3. Create a race plan. You’ve now identified that you’re doing this for your own reasons. So what are those reasons? Likely they are goals you’ve set for yourself that you feel accomplishment and happiness in pursuing and achieving. Most likely, these goals have to do with either (1) what place you’ll finish, or (2) how fast you’ll go. The only problem with these goals is that a lot of what determines your ability to achieve them is outside of your control. Sure, I always want to win/podium/PR, but I don’t know who’s going to have a good day or a bad day, or what the conditions are going to be like. So it’s important to create a plan where success isn’t defined solely by an end goal out of your control. Welcome to “The Race Plan.”

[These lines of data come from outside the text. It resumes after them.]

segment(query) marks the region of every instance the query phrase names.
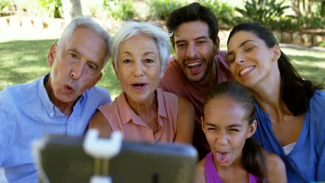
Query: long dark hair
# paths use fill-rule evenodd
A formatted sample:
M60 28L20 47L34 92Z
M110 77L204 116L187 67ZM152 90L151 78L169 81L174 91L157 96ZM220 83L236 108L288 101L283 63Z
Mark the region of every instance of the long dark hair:
M256 120L254 98L245 87L234 81L226 81L214 86L206 98L204 107L210 101L220 96L230 97L238 103L246 110L249 125ZM262 179L266 177L265 157L262 148L251 137L246 139L242 149L241 162L247 172Z
M227 44L233 35L238 31L244 31L255 34L263 40L269 48L278 46L278 40L272 31L259 23L243 23L235 26L229 34ZM305 113L309 106L309 101L315 89L322 89L323 82L317 85L310 80L303 78L291 64L291 60L281 51L278 60L281 76L280 103L288 109L294 116Z
M168 17L166 26L168 32L172 33L170 40L174 48L175 48L175 30L183 23L194 21L201 21L207 24L209 27L210 38L212 40L213 44L215 43L219 33L217 17L208 8L199 3L194 2L174 10Z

For every race I set two or three mini-goals per leg that are completely under my control. I complete The Race Plan regardless of how I feel, what place I’m in, or how fast I’m going. That means most of the goals are “effort”-based, or even simple checklist items that keep me on track while racing. A few examples of race plan goals that I’ve set for myself this year are:
Increase my effort every quarter of the bike
Get to mile 10 on the run feeling relaxed
Slow down to get water at every aid station
Regardless of what place I’m in or how fast I’m going, these are things I can and will do to feel that I’m achieving “success” during my race. Personal productivity experts recommend making a checklist and physically checking off tasks as you complete them to feel a sense of satisfaction. This is the same idea. Ultimately, achieving the final goal—a PR, a top 10, whatever—may be determined by your competitors, the course conditions or just how you feel on that day. But you can gain a feeling of success regardless by simply following a plan and checking off items as you complete them.